Adu Gagasan De Gadjah dan Koster Tangani Tingginya Kasus Kekerasan Seksual di Bali
Berdasarkan data UPT PPA Bali mencatat ada 154 kasus kekerasan seksual terhadap perempuan dan anak sepanjang tahun 2023.
Pasangan calon (paslon) gubernur-wakil gubernur Bali beradu gagasan untuk menyelesaikan maraknya kasus tindak pidana kekerasan seksual atau TPKS di Pulau Bali. Kedua paslon memiliki strategi masing-masing untuk mengentaskan TPKS.
Berdasarkan data UPT PPA Bali mencatat ada 154 kasus kekerasan seksual terhadap perempuan dan anak sepanjang tahun 2023. Paslon nomor urut 2, Cagub Wayan Koster mengatakan, akan menjalankan Undang-Undang 12 tahun 2022 tentang TPKS.
"Pertama, membentuk tim sosialisasi dan edukasi terkait ketentuan yang diatur dalam undang-undang TPKS. Bekerja sama dengan perguruan tinggi dan komunitas perempuan agar masyarakat luas mengetahui tentang Undang-undang tersebut," katanya dalam debat di Bali Nusa Dua Convention Center (BNDCC), Nusa Dua, Kabupaten Badung, pada Rabu (20/11) malam.
Kemudian, dia akan membentuk wadah yang melibatkan pemangku kepentingan dalam mengakomodasi aspirasi dan pelaporan serta penangganan bersama terkait TPKS terhadap perempuan.
Koster menyebut, pihaknya akan menyediakan rumah aman bagi korban kekerasan. Untuk merealisasikannya, dia akan berkerja sama dengan Pemerintah Kabupaten dan Kota se-Bali agar memiliki rumah aman.
"Kemudian juga kami mendorong lembaga penegak hukum untuk melakukan tindakan tegas sesuai peraturan perundangan-undangan yang berlaku untuk memberi efek jera kepada pelaku tindak pidana kekerasan seksual," ujarnya.
Sementara, paslon nomer urut 1 Made Muliawan Arya alias De Gadjah menilai, tingginya angka kekerasan di Bali karena kurangnya peran pemerintah. Menurutnya, upaya pencegahan dan penegakan hukum bagi pelaku kekerasan seksual itu wajib dilakukan.
"Mengindikasikan bahwa gubernur sebelumnya belum serius menanggani kasus kekerasan seksual dan pedofilia di Bali," tegas De Gadjah.
Dalam upaya pencegahan, dia mengungkapkan, ada beberapa hal yang akan dilakukan. Mulai dari penyadaran dan edukasi di sekolah pada anak-anak maupun masyarakat melalui desa adat.
"Tentunya adanya kurikulum bela diri di sekolah (tingkat SD hingga SMP).
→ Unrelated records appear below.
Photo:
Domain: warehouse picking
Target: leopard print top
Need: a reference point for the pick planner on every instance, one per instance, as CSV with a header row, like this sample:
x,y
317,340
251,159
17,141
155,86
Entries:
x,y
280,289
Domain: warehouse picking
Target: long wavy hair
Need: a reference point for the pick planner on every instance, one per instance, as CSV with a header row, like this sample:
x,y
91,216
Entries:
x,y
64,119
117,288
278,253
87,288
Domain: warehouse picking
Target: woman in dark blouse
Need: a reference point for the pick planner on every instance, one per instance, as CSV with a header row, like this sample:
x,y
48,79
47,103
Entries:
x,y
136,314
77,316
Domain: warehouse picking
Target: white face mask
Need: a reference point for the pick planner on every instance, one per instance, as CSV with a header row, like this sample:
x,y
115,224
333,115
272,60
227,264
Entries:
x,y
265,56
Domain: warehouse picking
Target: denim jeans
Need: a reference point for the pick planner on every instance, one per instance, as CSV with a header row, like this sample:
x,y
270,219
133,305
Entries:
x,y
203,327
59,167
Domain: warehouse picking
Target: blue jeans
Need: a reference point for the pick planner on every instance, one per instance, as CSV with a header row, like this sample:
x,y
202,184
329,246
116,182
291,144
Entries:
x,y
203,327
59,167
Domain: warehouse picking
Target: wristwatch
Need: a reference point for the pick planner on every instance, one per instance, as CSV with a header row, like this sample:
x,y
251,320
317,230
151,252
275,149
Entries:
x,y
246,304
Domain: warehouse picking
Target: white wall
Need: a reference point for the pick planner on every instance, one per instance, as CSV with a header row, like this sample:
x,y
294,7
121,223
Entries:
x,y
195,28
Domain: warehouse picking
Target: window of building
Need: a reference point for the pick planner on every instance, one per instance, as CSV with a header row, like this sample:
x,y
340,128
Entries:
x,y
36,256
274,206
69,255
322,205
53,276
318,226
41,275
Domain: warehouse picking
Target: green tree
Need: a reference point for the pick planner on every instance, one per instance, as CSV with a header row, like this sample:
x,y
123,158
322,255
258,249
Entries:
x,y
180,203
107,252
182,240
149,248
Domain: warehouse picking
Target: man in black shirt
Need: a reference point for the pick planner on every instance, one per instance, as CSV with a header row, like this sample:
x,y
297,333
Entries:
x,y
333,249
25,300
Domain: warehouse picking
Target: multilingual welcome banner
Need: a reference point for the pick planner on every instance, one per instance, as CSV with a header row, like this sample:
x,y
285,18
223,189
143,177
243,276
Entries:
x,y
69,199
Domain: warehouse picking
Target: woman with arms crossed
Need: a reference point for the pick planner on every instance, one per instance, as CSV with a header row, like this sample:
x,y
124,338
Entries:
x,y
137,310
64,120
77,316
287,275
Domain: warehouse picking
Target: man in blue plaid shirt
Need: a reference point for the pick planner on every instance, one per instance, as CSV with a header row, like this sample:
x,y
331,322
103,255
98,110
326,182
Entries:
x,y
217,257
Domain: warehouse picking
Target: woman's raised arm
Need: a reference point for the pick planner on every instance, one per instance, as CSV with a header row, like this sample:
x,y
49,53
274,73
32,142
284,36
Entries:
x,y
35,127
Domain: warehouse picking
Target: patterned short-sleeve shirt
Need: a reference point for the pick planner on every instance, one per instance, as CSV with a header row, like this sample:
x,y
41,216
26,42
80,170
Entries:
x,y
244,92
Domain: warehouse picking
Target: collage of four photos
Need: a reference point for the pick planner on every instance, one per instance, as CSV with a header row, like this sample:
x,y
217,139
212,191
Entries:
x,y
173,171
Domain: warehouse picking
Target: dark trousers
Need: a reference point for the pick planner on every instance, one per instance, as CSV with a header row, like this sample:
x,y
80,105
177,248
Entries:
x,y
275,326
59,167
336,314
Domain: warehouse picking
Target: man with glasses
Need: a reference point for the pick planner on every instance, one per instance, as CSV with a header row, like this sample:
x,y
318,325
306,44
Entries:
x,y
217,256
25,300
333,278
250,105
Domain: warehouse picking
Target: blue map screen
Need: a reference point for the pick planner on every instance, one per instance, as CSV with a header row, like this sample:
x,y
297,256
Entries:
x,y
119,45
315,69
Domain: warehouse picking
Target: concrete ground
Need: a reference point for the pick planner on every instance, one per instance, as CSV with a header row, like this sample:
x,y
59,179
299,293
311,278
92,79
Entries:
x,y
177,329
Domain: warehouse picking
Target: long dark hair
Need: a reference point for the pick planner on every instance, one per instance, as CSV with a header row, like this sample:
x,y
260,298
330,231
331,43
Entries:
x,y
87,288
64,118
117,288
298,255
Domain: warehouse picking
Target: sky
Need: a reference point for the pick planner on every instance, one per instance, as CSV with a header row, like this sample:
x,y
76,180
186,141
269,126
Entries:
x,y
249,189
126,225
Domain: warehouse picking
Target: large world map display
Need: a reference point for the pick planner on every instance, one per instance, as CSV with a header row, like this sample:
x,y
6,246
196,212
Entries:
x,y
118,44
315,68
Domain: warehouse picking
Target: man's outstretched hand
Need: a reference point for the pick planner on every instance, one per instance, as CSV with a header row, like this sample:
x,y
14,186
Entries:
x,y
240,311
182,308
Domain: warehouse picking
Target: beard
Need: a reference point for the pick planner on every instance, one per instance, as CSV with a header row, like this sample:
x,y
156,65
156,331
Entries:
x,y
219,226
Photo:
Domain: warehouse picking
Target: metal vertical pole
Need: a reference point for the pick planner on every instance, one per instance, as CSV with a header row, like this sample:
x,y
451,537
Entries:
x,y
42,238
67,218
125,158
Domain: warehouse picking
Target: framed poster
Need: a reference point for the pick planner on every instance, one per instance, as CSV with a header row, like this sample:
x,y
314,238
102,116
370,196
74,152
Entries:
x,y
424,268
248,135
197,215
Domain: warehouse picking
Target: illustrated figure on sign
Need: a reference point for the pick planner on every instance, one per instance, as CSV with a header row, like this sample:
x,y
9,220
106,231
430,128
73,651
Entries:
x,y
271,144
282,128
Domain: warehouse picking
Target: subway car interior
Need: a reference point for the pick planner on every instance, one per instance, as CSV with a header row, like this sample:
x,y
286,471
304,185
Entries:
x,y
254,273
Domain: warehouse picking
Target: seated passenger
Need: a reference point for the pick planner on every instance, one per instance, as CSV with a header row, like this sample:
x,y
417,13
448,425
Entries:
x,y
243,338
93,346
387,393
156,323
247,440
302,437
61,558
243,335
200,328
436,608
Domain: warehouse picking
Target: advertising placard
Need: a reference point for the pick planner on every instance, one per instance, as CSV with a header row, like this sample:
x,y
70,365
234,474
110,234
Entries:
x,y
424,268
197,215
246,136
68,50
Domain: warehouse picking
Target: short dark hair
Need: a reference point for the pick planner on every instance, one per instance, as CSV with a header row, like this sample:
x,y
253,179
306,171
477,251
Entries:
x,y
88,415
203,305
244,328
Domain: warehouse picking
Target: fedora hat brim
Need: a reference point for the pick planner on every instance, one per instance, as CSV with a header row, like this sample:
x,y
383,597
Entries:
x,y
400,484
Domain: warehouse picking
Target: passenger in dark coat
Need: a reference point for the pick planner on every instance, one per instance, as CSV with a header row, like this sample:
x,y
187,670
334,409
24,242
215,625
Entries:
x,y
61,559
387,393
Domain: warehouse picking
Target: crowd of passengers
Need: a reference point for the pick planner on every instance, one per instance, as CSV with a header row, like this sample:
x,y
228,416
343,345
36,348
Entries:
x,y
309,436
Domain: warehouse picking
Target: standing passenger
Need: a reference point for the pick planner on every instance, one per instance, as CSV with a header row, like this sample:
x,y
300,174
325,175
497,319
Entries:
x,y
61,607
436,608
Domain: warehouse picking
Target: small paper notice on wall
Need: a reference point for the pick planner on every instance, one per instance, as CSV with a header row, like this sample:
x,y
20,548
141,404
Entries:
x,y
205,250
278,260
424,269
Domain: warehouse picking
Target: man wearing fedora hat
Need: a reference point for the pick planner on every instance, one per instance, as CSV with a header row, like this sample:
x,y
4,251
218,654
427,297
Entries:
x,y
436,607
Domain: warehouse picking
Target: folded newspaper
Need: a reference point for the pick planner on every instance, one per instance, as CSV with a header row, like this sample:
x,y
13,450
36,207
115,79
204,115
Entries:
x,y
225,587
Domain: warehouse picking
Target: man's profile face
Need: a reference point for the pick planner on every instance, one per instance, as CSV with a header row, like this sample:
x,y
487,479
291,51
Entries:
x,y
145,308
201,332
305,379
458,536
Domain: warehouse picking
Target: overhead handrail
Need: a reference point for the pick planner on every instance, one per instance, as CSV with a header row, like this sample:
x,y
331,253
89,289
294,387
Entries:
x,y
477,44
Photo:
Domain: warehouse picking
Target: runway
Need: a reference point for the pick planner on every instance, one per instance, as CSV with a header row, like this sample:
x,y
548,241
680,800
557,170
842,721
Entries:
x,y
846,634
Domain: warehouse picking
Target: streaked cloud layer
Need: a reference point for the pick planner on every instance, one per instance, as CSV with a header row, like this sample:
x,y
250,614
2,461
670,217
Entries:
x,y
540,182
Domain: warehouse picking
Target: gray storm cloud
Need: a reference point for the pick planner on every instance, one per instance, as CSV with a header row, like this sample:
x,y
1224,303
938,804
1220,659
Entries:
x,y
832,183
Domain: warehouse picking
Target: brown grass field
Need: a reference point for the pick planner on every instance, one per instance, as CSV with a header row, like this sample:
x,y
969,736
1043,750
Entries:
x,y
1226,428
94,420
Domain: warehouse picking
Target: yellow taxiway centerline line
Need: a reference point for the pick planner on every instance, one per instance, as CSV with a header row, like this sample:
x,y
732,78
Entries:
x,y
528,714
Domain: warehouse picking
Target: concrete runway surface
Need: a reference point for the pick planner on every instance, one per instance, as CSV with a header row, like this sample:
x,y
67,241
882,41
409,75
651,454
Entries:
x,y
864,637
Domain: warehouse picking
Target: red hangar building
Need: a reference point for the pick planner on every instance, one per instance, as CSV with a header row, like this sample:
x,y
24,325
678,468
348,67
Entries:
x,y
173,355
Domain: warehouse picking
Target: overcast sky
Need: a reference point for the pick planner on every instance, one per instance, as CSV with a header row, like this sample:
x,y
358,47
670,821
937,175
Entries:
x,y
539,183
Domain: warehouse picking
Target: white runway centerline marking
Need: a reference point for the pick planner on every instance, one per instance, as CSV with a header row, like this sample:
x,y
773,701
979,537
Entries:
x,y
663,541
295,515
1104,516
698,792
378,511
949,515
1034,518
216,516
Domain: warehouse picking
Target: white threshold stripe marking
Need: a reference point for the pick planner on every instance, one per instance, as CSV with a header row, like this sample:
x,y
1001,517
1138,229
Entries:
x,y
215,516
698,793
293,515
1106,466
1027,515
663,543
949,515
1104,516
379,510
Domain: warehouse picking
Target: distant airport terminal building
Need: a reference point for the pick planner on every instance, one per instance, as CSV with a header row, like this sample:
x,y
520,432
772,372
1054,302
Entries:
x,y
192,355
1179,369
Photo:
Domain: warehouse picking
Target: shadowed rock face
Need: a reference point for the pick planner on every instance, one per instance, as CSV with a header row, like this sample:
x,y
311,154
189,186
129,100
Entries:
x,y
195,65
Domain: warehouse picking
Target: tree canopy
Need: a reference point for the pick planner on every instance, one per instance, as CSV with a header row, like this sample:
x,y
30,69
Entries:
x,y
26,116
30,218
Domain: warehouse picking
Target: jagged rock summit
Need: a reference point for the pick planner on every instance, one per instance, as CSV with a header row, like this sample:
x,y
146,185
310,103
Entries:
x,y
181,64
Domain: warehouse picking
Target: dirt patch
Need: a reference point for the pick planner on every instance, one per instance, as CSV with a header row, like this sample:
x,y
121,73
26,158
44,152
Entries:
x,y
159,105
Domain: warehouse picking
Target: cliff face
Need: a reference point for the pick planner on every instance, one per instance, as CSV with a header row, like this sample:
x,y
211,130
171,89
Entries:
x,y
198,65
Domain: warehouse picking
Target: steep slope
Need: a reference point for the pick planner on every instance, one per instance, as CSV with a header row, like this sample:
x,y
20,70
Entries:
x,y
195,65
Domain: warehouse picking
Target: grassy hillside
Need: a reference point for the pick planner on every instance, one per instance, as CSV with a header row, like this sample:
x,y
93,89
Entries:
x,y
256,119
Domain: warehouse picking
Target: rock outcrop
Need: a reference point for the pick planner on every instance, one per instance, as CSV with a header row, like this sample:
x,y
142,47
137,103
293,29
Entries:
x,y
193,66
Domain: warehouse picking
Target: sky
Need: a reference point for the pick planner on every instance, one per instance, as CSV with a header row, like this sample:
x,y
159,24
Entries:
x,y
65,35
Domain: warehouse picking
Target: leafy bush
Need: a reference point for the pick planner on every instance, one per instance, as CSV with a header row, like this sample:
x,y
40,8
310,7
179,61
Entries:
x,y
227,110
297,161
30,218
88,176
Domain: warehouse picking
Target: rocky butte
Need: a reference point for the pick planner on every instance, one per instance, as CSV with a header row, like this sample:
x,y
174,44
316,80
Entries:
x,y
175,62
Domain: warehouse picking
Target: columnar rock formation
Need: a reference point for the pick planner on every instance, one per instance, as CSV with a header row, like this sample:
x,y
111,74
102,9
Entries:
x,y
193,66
Pelatihan guru, tenaga kesehatan petugas sosial mengidentifikasi tanda-tanda kekerasan secara dini, dan paling penting adalah membuat pelayanan hotline dan aplikasi memudahkan korban melaporkan kekerasan tersebut," ujarnya.
Terkait pernyataan De Gadjah, Koster menjelaskan, tingginya TPKS di Bali karena masyarakat rajin melaporkan dibandingkan daerah lain di Indonesia.
"Mungkin saja pendataan di Bali masyarakatnya rajin melapor dibandingkan daerah lain di Indonesia sehingga keliatan tinggi. Namun yang saya lihat penegak hukum seperti polisi dan Jaksa sangat responsif terhadap kasus-kasus kekerasan seksual di Bali. Kami memantau di media," ujarnya.
Ia menyebutkan, bahwa penegakan hukum di Bali berjalan dengan sangat baik untuk mengatasi TPKS dan yang akan dilakukan ke depan adalah bagaimana pencegahan di awal agar dapat dikendalikan dengan lebih memadai.
"Dengan melibatkan seluruh komponen masyarakat terutama juga sosialisasi pendidikan mulai anak-anak SD sampai perguruan tinggi agar pemahaman ini lebih luas. Serta melibatkan masyarakat dan komunitas termasuk Desa Adat agar ini menjadi perhatian didalam penanganan masalah kekerasan ini, di desa-desa, Desa Dinas maupun Desa Adat," ujarnya.
Dalam tema debat terakhir Pilgub Bali mengangkat tema,"Ngardi Bali Shanti lan Jagadhita," yang membahas terkait isu ketenagakerjaan, perempuan, anak dan kaum marginal.